Providing a dynamic view of microbiology as a whole
While inspiring instructors to present the latest research in this rapidly evolving field, the Fifth Edition also motivates students to learn the fundamentals. There are engaging examples and abundant eye-catching figures, updated genetics and genomics content by new coauthor Erik Zinser, an updated Smartwork5 course, and new active learning resources to ensure that high-quality assessment is available both inside and outside classrooms.

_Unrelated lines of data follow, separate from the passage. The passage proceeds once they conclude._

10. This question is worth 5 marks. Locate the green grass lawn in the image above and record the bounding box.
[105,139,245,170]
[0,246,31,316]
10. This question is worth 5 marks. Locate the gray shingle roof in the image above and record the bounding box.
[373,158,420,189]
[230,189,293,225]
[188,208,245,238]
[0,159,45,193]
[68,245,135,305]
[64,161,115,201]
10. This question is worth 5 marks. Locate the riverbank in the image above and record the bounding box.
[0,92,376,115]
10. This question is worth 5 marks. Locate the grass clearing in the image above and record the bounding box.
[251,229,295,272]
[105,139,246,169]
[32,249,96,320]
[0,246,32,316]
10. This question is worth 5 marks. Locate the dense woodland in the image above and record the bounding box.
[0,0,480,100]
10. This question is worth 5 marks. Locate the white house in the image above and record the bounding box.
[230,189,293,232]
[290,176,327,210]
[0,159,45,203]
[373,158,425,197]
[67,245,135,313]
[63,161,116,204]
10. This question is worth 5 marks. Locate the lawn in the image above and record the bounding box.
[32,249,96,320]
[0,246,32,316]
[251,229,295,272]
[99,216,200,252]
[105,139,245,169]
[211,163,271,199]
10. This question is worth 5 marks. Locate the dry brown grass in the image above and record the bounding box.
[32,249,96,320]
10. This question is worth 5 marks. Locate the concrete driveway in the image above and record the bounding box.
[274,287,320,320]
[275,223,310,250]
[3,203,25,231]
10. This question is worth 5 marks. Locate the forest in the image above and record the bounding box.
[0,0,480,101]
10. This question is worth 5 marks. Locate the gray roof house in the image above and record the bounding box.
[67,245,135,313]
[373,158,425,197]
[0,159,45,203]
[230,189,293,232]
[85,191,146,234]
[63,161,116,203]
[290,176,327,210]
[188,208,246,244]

An e-book, a Smartwork5 assignment, an animation, an eTopic, and an appendix
About the Author
After earning her BA from Bryn Mawr College, Joan L. Slonczewski earned her PhD from Yale University, where she studied bacterial motility with Robert M. Macnab. Following a postdoctoral fellowship at the University of Pennsylvania, they have been teaching undergraduate microbiology at Kenyon College, for which they won a Silver Medal in the Council for Advancement and Support of Education’s National Professor of the Year program. With undergraduate coauthors, they have published numerous research articles on bacterial pH regulation, as well as five science fiction novels, including The Highest Frontier and A Door into Ocean. In Antarctica, National Science Foundation-sponsored researchers conducted fieldwork on microbial ecosystems. Their duties have included representation of divisions on the Council Policy Committee of the American Society for Microbiology as well as membership on the editorial board of the journal Applied and Environmental Microbiology.

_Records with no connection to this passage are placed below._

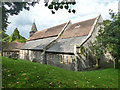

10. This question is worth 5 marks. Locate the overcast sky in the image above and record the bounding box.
[6,0,119,38]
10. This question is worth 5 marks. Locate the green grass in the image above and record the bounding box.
[2,57,118,88]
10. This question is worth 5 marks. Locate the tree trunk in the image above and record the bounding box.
[114,59,118,69]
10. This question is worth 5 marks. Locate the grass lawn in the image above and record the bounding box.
[2,57,118,88]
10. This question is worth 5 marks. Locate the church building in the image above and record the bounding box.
[20,15,113,71]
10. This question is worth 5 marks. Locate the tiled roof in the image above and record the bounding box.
[21,37,56,50]
[28,23,66,41]
[61,18,96,38]
[2,42,25,51]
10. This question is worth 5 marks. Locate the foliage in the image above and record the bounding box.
[2,28,26,43]
[0,2,37,31]
[9,28,26,42]
[90,12,120,68]
[2,57,118,88]
[0,0,76,31]
[0,30,9,39]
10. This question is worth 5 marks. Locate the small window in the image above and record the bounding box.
[75,25,80,28]
[66,56,68,64]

A BS degree from the Philadelphia College of Pharmacy and Science (now the University of the Sciences in Philadelphia) and a PhD from Hahnemann University (now Drexel University School of Medicine), both in Philadelphia, were earned by John W. Foster. Following postdoctoral work at Georgetown University, he joined West Virginia’s Marshall University School of Medicine. Currently, he teaches microbiology and immunology at the University of South Alabama College of Medicine in Mobile, Alabama. Over 100 journal articles on the physiology and genetics of microbial stress responses have been published by Dr. Foster, including three editions of the textbook Microbial Physiology. He has served as Chair of the American Society for Microbiology’s division of Molecular Microbiology and as a member of its editorial advisory board.

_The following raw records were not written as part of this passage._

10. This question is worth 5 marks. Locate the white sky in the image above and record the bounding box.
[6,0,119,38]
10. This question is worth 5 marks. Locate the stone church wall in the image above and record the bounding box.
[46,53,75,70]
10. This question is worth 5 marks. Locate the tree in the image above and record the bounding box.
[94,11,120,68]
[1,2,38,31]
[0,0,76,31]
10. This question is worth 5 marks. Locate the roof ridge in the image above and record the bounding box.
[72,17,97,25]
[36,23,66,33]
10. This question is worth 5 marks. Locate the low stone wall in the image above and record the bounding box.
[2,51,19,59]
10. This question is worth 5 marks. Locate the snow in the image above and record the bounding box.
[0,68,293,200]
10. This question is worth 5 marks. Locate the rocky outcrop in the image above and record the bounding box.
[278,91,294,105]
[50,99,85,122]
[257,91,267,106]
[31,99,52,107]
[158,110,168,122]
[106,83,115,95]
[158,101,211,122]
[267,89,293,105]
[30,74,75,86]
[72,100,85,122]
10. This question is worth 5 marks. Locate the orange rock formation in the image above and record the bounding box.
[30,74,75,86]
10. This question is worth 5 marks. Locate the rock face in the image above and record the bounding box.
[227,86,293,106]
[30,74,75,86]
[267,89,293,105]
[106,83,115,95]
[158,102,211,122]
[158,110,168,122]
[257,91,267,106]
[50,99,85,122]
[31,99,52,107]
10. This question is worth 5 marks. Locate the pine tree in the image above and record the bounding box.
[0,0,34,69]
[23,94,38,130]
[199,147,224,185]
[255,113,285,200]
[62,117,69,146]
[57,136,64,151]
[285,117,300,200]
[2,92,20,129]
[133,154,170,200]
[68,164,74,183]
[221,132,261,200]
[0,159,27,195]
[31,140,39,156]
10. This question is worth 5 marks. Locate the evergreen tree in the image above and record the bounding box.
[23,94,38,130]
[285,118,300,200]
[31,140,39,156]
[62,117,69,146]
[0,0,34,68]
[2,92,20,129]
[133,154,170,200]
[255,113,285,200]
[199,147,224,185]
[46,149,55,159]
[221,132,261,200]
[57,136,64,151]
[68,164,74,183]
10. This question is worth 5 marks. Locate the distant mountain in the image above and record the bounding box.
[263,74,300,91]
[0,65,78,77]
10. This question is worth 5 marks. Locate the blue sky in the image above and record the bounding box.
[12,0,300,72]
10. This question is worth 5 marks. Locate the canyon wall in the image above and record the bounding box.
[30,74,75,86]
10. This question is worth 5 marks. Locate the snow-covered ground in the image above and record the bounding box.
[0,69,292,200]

The AB he earned at Kenyon College was in Joan Slonczewski’s lab. In 2004 he received his PhD in microbiology from Harvard Medical School for research with Roberto Kolter on long-term starvation in Escherichia coli. A postdoctoral research project at MIT was on the ecology of Prochlorococcus, a marine cyanobacterium. The University of Tennessee-Knoxville employs him as a lecturer in the Department of Microbiology. The phytoplankton and bacteria associated with it in marine and freshwater environments are studied by him and his students. Using laboratory and field studies, his group developed the Black Queen Hypothesis, a theory that explains genome streamlining in free-living microbes as an adaptive process. As a member of the American Society for Microbiology since college, he has served on the editorial boards of Applied and Environmental Microbiology and Environmental Microbiology.